BROOKS: Yeah, I think the president is not inclined to leap into this thing when we know so little and when the investigation's still ongoing. It would stun me if George Bush would walk away from Karl Rove. It would take a lot to pry that guy away from the other guy.
And I must say, you know, I'm not one of these people who really understands Rove-aphobia, the idea that Karl Rove is the dark genius at the center of the universe. And I must say, the frenzy that's going on around us all week; I still don't know that there's a crime or anything particularly wrong going on here. Joe Wilson was going around saying that the vice president sent him to Iraq, which turns out to be untrue. And [Time magazine reporter] Matt Cooper, from what we know of his memo, was looking into that story, and Rove said, "No, it wasn't the vice president who sent him; his wife's a CIA agent."
Of course this is a lie. Again, the invaluable Media Matters provides the relevant CNN transcript.
From the August 3, 2003, edition of CNN's Late Edition:
WILSON: Well, look, it's absolutely true that neither the vice president nor Dr. [then-national security adviser Condoleezza] Rice nor even [then-CIA Director] George Tenet knew that I was traveling to Niger.
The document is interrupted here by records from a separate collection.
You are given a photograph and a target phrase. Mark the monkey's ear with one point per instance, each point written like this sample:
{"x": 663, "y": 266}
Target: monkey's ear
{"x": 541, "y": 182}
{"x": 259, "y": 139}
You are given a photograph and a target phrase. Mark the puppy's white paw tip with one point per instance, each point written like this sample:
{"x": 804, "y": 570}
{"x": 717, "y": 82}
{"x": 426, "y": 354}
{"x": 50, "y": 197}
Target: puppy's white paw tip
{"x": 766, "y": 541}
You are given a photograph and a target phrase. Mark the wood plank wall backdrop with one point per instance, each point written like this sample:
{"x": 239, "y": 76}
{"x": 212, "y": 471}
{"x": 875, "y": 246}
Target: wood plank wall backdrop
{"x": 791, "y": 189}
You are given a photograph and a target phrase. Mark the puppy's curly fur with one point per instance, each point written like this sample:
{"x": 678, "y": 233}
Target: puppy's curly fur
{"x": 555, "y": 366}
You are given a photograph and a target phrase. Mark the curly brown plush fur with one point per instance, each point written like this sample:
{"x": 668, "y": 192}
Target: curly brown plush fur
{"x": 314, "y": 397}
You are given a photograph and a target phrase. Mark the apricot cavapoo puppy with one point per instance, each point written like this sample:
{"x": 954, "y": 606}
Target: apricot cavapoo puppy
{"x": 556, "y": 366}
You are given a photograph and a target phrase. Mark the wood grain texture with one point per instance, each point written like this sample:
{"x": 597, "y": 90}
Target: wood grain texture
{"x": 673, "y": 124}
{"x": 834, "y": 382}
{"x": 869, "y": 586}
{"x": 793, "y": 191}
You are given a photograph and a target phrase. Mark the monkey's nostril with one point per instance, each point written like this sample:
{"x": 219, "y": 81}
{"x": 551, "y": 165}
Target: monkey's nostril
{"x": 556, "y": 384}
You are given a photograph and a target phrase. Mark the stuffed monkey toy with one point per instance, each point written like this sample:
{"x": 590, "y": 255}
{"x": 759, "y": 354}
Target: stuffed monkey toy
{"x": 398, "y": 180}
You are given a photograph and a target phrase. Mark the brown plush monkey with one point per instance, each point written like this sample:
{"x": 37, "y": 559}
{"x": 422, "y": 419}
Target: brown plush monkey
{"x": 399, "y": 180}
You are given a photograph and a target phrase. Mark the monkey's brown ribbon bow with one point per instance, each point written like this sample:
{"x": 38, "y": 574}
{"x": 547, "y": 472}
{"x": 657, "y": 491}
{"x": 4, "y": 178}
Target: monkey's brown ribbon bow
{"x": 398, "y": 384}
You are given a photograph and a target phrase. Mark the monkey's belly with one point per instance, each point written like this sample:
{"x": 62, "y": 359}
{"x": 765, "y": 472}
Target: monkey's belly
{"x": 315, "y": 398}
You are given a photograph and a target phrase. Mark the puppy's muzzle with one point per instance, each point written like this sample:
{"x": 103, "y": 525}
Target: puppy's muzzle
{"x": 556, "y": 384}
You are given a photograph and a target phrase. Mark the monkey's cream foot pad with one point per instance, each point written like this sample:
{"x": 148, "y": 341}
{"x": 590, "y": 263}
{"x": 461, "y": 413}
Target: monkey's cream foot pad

What they did, what the office of the vice president did, and, in fact, I believe now from Mr. Libby's statement, it was probably the vice president himself --
BLITZER: [I. Lewis] "Scooter" Libby is the chief of staff for the vice president.
WILSON: Scooter Libby. They asked essentially that we follow up on this report -- that the agency follow up on the report. So it was a question that went to the CIA briefer from the Office of the Vice President. The CIA, at the operational level, made a determination that the best way to answer this serious question was to send somebody out there who knew something about both the uranium business and those Niger officials that were in office at the time these reported documents were executed.
Tonight Brooks repeated the same lie on the News Hour.
Two points:
What will the New York Times do about this?
Why wasn't Mark Shields ready for this?